Additionally data that did not cause fatalty/injury or economic loss are excluded from this analysis.
## Filter data starting 1996, as data prior is not available for all EVTYPES
d1$BGN_DATE <- mdy_hms(d1$BGN_DATE)
d1 <- filter(d1, BGN_DATE >= "1996-01-01")
## Filter only data that contains either Fatalities or Injuries or Prop Damage or Crop Damage
d1 <- filter(d1, FATALITIES != 0 | INJURIES != 0 | PROPDMG != 0 | CROPDMG !=0)
## Select only 7 columns that will be necessary for processing
d1 <- select(d1, EVTYPE, FATALITIES, INJURIES, PROPDMG, PROPDMGEXP, CROPDMG, CROPDMGEXP)
Adjust Crop and Property loss into standard numeric value
test <- grepl("[K]", d1$PROPDMGEXP)
d1[test,]$PROPDMG <- d1[test,]$PROPDMG * 1000
test <- grepl("[M]", d1$PROPDMGEXP)
d1[test,]$PROPDMG <- d1[test,]$PROPDMG * 1000000
test <- grepl("[B]", d1$PROPDMGEXP)
d1[test,]$PROPDMG <- d1[test,]$PROPDMG * 1000000000
test <- grepl("[K]", d1$CROPDMGEXP)
d1[test,]$CROPDMG <- d1[test,]$CROPDMG * 1000
test <- grepl("[M]", d1$CROPDMGEXP)
d1[test,]$CROPDMG <- d1[test,]$CROPDMG * 1000000
test <- grepl("[B]", d1$CROPDMGEXP)
d1[test,]$CROPDMG <- d1[test,]$CROPDMG * 1000000000
d1 <- select(d1, EVTYPE, FATALITIES, INJURIES, PROPDMG, CROPDMG)
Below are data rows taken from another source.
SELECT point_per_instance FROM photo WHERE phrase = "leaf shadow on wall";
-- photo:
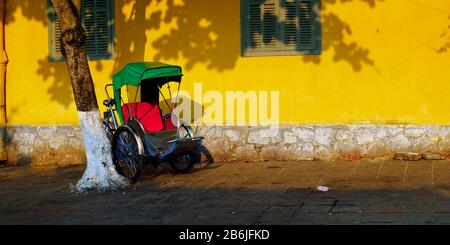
(210, 38)
(446, 36)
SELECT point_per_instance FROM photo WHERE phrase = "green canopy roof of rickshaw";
(133, 73)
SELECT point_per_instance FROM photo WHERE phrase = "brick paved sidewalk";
(390, 192)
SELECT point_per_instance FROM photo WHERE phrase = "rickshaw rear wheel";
(182, 164)
(202, 155)
(125, 151)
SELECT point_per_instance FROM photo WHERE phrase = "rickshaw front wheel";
(125, 151)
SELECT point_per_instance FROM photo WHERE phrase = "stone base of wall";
(63, 144)
(60, 145)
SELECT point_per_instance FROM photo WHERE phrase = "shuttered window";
(280, 27)
(97, 18)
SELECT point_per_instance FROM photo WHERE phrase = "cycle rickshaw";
(139, 131)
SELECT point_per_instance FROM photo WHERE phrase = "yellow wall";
(380, 61)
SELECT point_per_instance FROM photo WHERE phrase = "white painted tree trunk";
(100, 173)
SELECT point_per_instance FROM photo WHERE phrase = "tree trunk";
(3, 63)
(100, 173)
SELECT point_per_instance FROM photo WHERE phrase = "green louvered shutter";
(280, 27)
(97, 18)
(54, 46)
(261, 29)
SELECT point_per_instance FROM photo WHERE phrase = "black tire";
(203, 151)
(182, 164)
(126, 157)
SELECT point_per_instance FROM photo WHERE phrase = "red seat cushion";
(148, 114)
(168, 124)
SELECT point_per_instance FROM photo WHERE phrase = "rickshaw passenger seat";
(148, 114)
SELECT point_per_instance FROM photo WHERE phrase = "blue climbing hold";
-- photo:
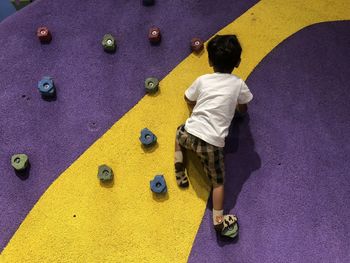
(46, 87)
(147, 138)
(158, 185)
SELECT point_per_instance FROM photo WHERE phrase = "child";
(213, 99)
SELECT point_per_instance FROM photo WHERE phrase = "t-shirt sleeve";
(193, 91)
(245, 95)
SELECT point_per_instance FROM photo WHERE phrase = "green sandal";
(229, 226)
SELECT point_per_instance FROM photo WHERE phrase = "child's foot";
(227, 225)
(181, 177)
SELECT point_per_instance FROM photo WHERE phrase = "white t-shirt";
(216, 97)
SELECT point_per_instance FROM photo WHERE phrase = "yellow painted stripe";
(123, 222)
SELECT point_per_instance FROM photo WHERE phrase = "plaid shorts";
(212, 157)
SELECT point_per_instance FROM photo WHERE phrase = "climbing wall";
(277, 159)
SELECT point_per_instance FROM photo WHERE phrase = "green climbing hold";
(19, 162)
(151, 85)
(105, 173)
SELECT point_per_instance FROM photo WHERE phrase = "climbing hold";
(147, 138)
(46, 87)
(196, 45)
(151, 85)
(158, 184)
(19, 4)
(19, 161)
(44, 34)
(105, 173)
(154, 35)
(108, 43)
(230, 228)
(148, 2)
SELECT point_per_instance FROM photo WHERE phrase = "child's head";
(224, 53)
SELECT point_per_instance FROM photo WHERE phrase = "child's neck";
(222, 71)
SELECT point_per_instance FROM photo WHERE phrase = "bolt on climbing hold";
(196, 45)
(44, 34)
(154, 35)
(147, 138)
(158, 184)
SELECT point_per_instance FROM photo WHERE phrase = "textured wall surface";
(286, 163)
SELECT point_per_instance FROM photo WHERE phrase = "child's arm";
(190, 103)
(244, 97)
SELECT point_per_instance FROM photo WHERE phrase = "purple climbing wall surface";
(94, 89)
(287, 165)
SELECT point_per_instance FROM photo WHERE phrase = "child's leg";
(218, 204)
(181, 178)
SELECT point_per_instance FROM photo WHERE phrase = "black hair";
(224, 53)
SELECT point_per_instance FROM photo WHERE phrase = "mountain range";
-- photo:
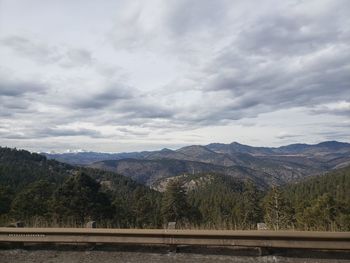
(264, 165)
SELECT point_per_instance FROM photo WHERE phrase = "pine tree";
(174, 203)
(80, 199)
(278, 213)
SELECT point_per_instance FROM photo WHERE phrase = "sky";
(117, 76)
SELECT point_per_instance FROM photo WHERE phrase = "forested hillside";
(42, 192)
(45, 192)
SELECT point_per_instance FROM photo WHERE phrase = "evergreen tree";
(174, 203)
(80, 199)
(6, 196)
(278, 212)
(252, 213)
(33, 201)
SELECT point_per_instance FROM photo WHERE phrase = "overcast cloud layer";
(135, 75)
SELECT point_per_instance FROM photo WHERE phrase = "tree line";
(54, 194)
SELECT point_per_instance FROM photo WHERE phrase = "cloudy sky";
(139, 75)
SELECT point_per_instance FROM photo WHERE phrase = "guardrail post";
(172, 247)
(91, 224)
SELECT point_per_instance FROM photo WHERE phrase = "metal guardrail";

The data contains may errors with regards to EVTYPE coding. Adjusting for various errors with end result of matching most to appropriate official EVTYPE
## convert all to lower case
d1$EVTYPE <- tolower(d1$EVTYPE)
## Official EVTYPES as outlined in National Weather Service Instruction 10-1605 (dated Aug2007)
officialEVTYPE <-
c('Astronomical Low Tide',
'Avalanche',
'Blizzard',
'Coastal Flood',
'Cold/Wind Chill',
'Debris Flow',
'Dense Fog',
'Dense Smoke',
'Drought',
'Dust Devil',
'Dust Storm',
'Excessive Heat',
'Extreme Cold/Wind Chill',
'Flash Flood',
'Flood',
'Freezing Fog',
'Frost/Freeze',
'Funnel Cloud',
'Hail',
'Heat',
'Heavy Rain',
'Heavy Snow',
'High Surf',
'High Wind',
'Hurricane/Typhoon',
'Ice Storm',
'Lakeshore Flood',
'Lake-Effect Snow',
'Lightning',
'Marine Hail',
'Marine High Wind',
'Marine Strong Wind',
'Marine Thunderstorm Wind',
'Rip Current',
'Seiche',
'Sleet',
'Storm Tide',
'Strong Wind',
'Thunderstorm Wind',
'Tornado',
'Tropical Depression',
'Tropical Storm',
'Tsunami',
'Volcanic Ash',
'Waterspout',
'Wildfire',
'Winter Storm',
'Winter Weather')
## clean EVTYPE to conform to official EVTYPE list
d1$EVTYPE[grepl("hurricane", d1$EVTYPE)] <- "hurricane/typhoon"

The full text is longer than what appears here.